The album artwork for Joyce Manor's 'I Used To Go To This Bar'.

Sometimes it’s easy to forget that Joyce Manor have been around for more than a decade and a half at this point. They’ve become veterans of California’s storied punk scene, and yet, they sound forever young in their constant headache energy without sounding immature about it like a few other pop-punk bands out there who’ve got decades on them.

Perhaps it’s because they’ve been playing the long game about it all from the very start. Lyrically, frontman Barry Johnson’s lyrics has always kept it topically relatable. Musings on old friends, new and former lovers, growing old, growing tired, being depressed, and getting high as far back as when the band was just cracking into their 20s make up the storylines. In short, they’ve never hid feeling washed from the get-go despite always having the potential to sound like a train running off the tracks.

I Used To Go To This Bar is different, though. This time around, he and the Torrance trio are beginning to acknowledge their hindsight years through weird dreams, blunt rotations, and brushes with death through another very good album of succinctly smart punk punches with a few new tricks up their sleeved tattoos that don’t overstay their welcome — 9 tightly-wound tracks in a packed 20 minutes — as has become their calling card.

For every violence-in-a-weed-shop barreling or Sunny D pop-rock anthem (“I Know Where Mark Chen Lives”, “Well, Whatever It Was”) there’s Rentals-esque or cowpunk’d indie-pop comedowns (“Falling Into It”, “All My Friends Are So Depressed”) and squeaky clean dance-punk (“After All You Put Me Through”) on the other side of it.

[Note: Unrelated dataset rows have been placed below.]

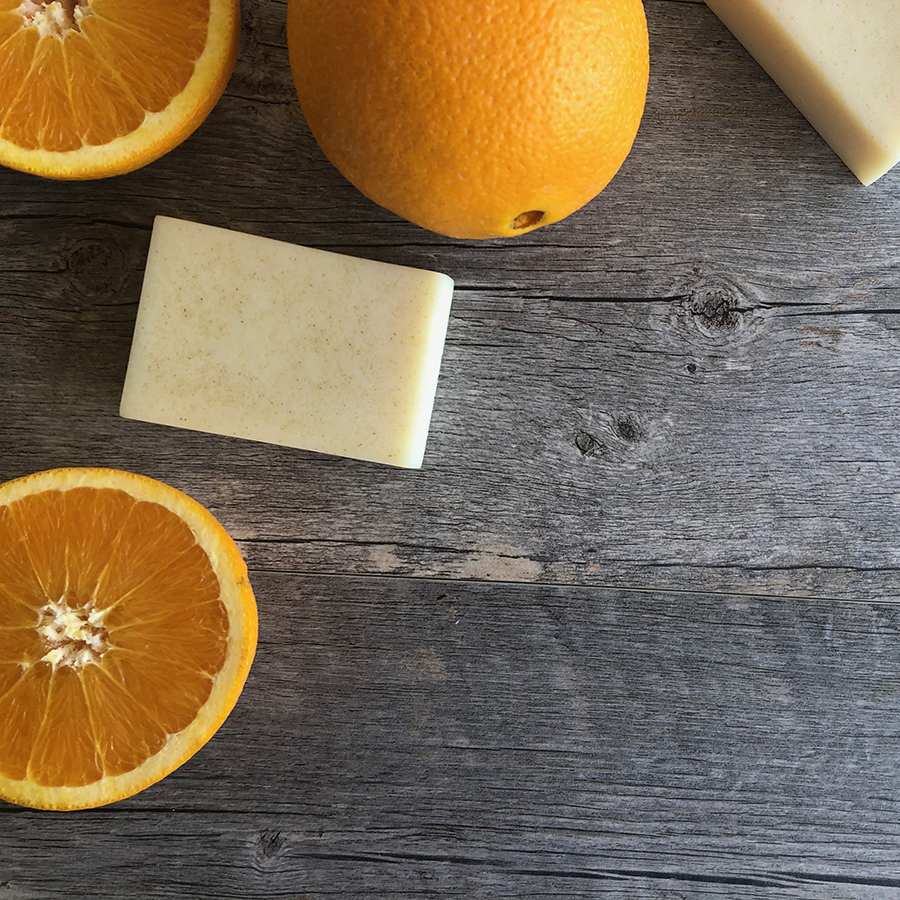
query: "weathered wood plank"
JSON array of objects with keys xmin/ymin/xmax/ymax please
[
  {"xmin": 0, "ymin": 571, "xmax": 900, "ymax": 900},
  {"xmin": 0, "ymin": 0, "xmax": 900, "ymax": 599},
  {"xmin": 0, "ymin": 268, "xmax": 900, "ymax": 599}
]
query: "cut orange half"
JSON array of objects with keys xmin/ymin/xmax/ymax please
[
  {"xmin": 0, "ymin": 469, "xmax": 257, "ymax": 809},
  {"xmin": 0, "ymin": 0, "xmax": 240, "ymax": 179}
]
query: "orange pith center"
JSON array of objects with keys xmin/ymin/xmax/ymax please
[
  {"xmin": 16, "ymin": 0, "xmax": 93, "ymax": 36},
  {"xmin": 0, "ymin": 487, "xmax": 228, "ymax": 786},
  {"xmin": 0, "ymin": 0, "xmax": 210, "ymax": 152}
]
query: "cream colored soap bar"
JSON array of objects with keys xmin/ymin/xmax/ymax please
[
  {"xmin": 121, "ymin": 217, "xmax": 453, "ymax": 468},
  {"xmin": 706, "ymin": 0, "xmax": 900, "ymax": 184}
]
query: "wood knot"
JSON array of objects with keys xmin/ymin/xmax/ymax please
[
  {"xmin": 681, "ymin": 281, "xmax": 748, "ymax": 335},
  {"xmin": 256, "ymin": 830, "xmax": 287, "ymax": 865},
  {"xmin": 612, "ymin": 415, "xmax": 644, "ymax": 444},
  {"xmin": 575, "ymin": 431, "xmax": 603, "ymax": 456}
]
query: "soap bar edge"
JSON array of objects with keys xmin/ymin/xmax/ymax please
[{"xmin": 705, "ymin": 0, "xmax": 900, "ymax": 186}]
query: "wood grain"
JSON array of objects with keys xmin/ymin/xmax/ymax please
[
  {"xmin": 0, "ymin": 0, "xmax": 900, "ymax": 900},
  {"xmin": 0, "ymin": 0, "xmax": 900, "ymax": 599},
  {"xmin": 0, "ymin": 571, "xmax": 900, "ymax": 900}
]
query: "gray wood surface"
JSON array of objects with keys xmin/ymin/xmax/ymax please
[{"xmin": 0, "ymin": 0, "xmax": 900, "ymax": 900}]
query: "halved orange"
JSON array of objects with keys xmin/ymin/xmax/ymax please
[
  {"xmin": 0, "ymin": 469, "xmax": 257, "ymax": 809},
  {"xmin": 0, "ymin": 0, "xmax": 240, "ymax": 179}
]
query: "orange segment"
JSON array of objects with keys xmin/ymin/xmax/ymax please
[
  {"xmin": 0, "ymin": 0, "xmax": 239, "ymax": 179},
  {"xmin": 0, "ymin": 469, "xmax": 257, "ymax": 809}
]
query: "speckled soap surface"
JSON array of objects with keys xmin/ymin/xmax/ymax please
[{"xmin": 120, "ymin": 217, "xmax": 453, "ymax": 468}]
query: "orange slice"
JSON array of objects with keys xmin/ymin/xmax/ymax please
[
  {"xmin": 0, "ymin": 0, "xmax": 240, "ymax": 179},
  {"xmin": 0, "ymin": 469, "xmax": 257, "ymax": 809}
]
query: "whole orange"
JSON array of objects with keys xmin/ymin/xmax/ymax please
[{"xmin": 288, "ymin": 0, "xmax": 649, "ymax": 238}]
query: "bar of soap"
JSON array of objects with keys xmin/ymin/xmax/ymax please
[
  {"xmin": 120, "ymin": 216, "xmax": 453, "ymax": 468},
  {"xmin": 706, "ymin": 0, "xmax": 900, "ymax": 184}
]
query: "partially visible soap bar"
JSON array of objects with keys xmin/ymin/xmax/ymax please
[
  {"xmin": 120, "ymin": 217, "xmax": 453, "ymax": 468},
  {"xmin": 706, "ymin": 0, "xmax": 900, "ymax": 184}
]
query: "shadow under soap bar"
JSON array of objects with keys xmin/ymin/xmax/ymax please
[
  {"xmin": 706, "ymin": 0, "xmax": 900, "ymax": 184},
  {"xmin": 120, "ymin": 217, "xmax": 453, "ymax": 468}
]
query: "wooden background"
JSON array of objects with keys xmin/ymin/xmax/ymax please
[{"xmin": 0, "ymin": 0, "xmax": 900, "ymax": 900}]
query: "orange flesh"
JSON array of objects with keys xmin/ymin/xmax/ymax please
[
  {"xmin": 0, "ymin": 0, "xmax": 210, "ymax": 152},
  {"xmin": 0, "ymin": 487, "xmax": 229, "ymax": 786}
]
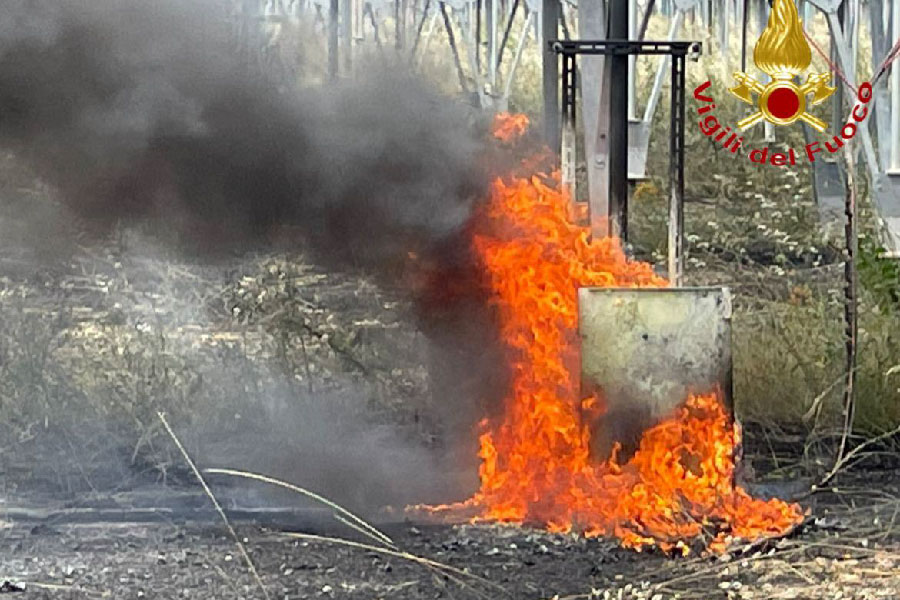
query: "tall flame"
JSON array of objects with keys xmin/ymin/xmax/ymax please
[
  {"xmin": 753, "ymin": 0, "xmax": 812, "ymax": 79},
  {"xmin": 418, "ymin": 119, "xmax": 803, "ymax": 553}
]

The very necessary “classic” style Joyce Manor jams are in there, too, (“I Used To Go To This Bar”, “Grey Guitar”) without sounding redundant from what they’ve already written in the past, accentuated by morbidity.

Providing the exclamation point in what amounts to a mile marker in their casual evolution, Bad Religion guitarist and founder of Joyce Manor’s longtime label home, Epitaph Records, Brett Gurewitz, was behind the boards of the listen. His SoCal punk scene godfather hands double as a formal blessing which reinforces their growing vitality by not fucking around with a winning loser formula. Backed up with rock-solid production, he keeps the trio’s sound loud where it counts and leaves room for just the right amount of fuss in moments where the band opts for some wistful softness.

If there’s one takeaway from their latest bout with life this time around, it’s that maybe Joyce Manor can’t quite escape the hands of time in the physical sense. Still, there’s no signs of aging to their brand of pop-punk. If anything, they keep finding little ways to get better at it as time passes by.

Highlights: “I Know Where Mark Chen Lives”, “Well, Whatever It Was”, “Grey Guitar”

Joyce Manor’s I Used To Go To This Bar is available now on Epitaph Records.